Qumu Corporation struck a deal to sell its Rimage disc-publishing business to focus exclusively on video content management software.

Edina-based Qumu Corporation recently reported a decline in first-quarter revenue and said it plans to sell its disc-publishing business for $23 million.

The divestiture is part of Qumu’s shift toward focusing exclusively on its video content management software business. In fact, Qumu was previously known as Rimage but last year adopted the moniker of its Qumu subsidiary, which it had purchased for $52 million in late 2011.

Whereas Qumu (then Rimage) previously focused primarily on providing on-demand CD, DVD, and Blu-ray Disc publishing systems, the company has cited a growing use of video among businesses for enterprise communication.

On Monday, the company said its first-quarter revenues fell to $18.8 million, compared to $19.5 million from the same period a year ago.
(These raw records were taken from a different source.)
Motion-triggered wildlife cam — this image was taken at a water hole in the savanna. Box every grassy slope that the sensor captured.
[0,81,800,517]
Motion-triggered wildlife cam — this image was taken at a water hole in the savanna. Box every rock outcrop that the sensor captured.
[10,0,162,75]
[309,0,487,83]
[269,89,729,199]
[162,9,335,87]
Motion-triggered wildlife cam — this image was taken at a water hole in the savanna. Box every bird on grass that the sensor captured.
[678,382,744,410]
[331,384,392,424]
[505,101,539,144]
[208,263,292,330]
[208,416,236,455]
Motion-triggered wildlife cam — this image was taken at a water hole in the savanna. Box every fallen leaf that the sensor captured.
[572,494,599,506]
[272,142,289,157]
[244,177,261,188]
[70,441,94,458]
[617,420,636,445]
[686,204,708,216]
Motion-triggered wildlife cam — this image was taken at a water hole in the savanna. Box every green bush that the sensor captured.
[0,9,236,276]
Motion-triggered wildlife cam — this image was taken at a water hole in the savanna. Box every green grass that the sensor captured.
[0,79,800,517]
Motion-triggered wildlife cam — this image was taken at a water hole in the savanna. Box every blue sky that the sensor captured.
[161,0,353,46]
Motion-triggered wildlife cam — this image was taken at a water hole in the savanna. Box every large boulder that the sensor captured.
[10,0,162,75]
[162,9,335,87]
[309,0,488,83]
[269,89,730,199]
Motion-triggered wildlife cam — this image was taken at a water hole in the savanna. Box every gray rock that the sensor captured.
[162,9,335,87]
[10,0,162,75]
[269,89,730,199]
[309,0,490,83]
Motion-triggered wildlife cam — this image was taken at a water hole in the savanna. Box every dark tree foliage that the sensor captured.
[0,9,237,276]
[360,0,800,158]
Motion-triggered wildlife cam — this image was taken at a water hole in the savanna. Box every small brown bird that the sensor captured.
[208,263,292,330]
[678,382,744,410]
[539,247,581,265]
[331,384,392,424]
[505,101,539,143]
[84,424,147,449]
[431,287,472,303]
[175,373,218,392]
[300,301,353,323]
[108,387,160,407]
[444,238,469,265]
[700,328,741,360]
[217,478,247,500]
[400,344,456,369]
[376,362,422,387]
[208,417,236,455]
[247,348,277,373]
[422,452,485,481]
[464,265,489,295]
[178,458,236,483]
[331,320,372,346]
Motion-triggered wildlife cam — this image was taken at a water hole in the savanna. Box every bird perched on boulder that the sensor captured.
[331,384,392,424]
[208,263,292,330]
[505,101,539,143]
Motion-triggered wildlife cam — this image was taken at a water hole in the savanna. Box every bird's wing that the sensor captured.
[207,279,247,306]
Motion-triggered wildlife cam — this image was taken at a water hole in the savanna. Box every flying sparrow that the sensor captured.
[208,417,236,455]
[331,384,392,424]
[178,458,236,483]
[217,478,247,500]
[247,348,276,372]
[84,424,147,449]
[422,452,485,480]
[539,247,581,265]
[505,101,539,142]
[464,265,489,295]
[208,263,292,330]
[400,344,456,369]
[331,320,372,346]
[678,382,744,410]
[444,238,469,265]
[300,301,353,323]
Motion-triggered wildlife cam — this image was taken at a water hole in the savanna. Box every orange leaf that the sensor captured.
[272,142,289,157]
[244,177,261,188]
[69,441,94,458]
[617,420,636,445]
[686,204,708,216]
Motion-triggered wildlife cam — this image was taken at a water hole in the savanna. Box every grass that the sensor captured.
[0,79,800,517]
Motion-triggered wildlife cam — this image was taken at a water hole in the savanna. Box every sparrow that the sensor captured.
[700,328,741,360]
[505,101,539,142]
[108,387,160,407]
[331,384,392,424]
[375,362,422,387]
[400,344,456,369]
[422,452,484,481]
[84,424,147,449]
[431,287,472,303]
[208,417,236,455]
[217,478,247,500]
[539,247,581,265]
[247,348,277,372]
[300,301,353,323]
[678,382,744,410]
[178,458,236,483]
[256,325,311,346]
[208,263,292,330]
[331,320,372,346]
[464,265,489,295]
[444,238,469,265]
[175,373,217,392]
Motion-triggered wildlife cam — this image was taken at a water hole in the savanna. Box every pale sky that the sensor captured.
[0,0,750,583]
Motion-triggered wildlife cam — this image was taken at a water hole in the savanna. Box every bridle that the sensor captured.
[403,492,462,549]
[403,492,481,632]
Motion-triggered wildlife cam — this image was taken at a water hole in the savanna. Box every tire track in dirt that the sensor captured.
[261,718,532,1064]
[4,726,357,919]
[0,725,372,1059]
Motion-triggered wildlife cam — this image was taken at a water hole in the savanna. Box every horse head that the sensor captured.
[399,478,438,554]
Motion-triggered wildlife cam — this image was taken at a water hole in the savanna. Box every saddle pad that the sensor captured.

Revenue from the Rimage disc-publishing brand dipped from $15.1 million to $14.9 million while Qumu software sales slid from $4.3 million to $3.9 million.

The company said, however, that backlog orders for its software products are increasing, which it expects will translate into higher sales and profitability—and it also recently announced that it reached an agreement to sell its Rimage disc publishing assets to Redwood Acquisition, Inc., a wholly owned subsidiary of Houston-based Equus Holdings, in an all-cash, $23 million deal. (Qumu said the terms are “subject to certain adjustments.”) Equus Holdings is a private equity firm whose portfolio spans multiple industries, from energy to media.

The deal is subject to closing conditions and Qumu shareholder approval, and the company said it expects to close the transaction by the end of July. A Monday call inquiring about whether the deal will impact Minnesota jobs was not immediately returned.

“Qumu software’s growth has been overshadowed by the declining revenue of our disc publishing operation,” President and CEO Sherman Black said in a statement. As a result, the company began last year exploring “strategic alternatives” for the business, the process identified “multiple potential acquirers,” and the Equus deal best benefits shareholders, Black said.

“The proposed transaction is estimated to provide Qumu with approximately $19 to $20 million in net cash after closing costs, post-closing adjustments, taxes, and the assumed return of the $2.3 million, 15 month escrow,” Black added. “Most importantly, it will enable us to concentrate our efforts and resources on the significant growth opportunity for our proprietary enterprise video software business. With a single focus on the growing software business, we have the potential to achieve improved value for our shareholders.”